Machine learning-based regression analysis of the winter temperature anomalies in China and associated influencing factors
-
-
Abstract
In this study, the mean winter temperature collected at 160 stations in China from 1951 to 2021 and a number of atmospheric circulation and sea temperature indices are used to investigate the relationship between the distribution of winter temperature anomalies and the atmospheric circulation and external forcing factors. A model of fitting is also established by using machine learning methods. In this way, we can understand to what extent the screened combination of influencing factors can explain the distribution of winter temperature anomalies in China. The Least Absolute Shrinkage and Selection Operator (LASSO) algorithm is used to extract the influencing factors related to winter temperature anomalies. In addition, to reflect the nonlinear relationship between these factors, the original features are augmented to polynomial features using Taylor's formula.
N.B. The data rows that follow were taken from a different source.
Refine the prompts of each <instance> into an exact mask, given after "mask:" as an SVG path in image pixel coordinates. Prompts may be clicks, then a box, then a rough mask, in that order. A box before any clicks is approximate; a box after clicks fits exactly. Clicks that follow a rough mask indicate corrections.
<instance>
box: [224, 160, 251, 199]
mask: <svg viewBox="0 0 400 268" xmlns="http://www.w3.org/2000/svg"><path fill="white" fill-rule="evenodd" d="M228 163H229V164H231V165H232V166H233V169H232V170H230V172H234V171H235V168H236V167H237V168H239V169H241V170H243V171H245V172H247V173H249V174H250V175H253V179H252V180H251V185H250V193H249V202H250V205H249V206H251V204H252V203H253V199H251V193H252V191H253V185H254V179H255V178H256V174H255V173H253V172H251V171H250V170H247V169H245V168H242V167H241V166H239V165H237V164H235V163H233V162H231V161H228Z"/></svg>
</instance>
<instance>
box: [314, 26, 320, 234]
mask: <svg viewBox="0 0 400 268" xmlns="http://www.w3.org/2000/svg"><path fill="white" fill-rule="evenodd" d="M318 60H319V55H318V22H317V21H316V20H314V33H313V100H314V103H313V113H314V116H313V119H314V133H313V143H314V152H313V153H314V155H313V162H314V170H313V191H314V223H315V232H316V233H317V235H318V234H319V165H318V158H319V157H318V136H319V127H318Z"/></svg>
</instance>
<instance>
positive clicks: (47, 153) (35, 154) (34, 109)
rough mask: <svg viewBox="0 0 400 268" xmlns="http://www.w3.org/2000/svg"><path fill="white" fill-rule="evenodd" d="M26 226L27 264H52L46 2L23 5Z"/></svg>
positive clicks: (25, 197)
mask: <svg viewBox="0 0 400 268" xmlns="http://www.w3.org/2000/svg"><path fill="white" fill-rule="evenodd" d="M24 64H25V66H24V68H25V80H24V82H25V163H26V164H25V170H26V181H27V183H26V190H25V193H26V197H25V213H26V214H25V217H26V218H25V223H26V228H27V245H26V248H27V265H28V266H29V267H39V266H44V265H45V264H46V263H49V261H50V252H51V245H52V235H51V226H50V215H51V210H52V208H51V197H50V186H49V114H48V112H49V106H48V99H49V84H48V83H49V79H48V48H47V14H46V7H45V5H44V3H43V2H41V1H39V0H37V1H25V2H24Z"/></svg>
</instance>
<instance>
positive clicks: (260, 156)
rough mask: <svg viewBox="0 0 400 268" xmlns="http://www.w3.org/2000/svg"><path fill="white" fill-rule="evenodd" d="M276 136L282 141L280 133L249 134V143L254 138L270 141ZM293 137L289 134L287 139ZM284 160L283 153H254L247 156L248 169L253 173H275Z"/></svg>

To further study the nonlinear relationship between the selected factors, the Least Squares Gradient Boosting Decision Tree (LS-GBDT) algorithm is used to estimate and fit winter temperature. Experiments are conducted on the training samples and test samples respectively and have achieved good results. The result verifies that machine learning can be used to screen and analyze the importance of factors affecting winter temperature anomalies more reasonably, and the estimation model established can to a certain extent reflects the nonlinear relationship between the factors influencing the climate system and winter temperature. This work provides a new way to simulate and estimate distribution of the winter tmperature anomalies in China.
-
-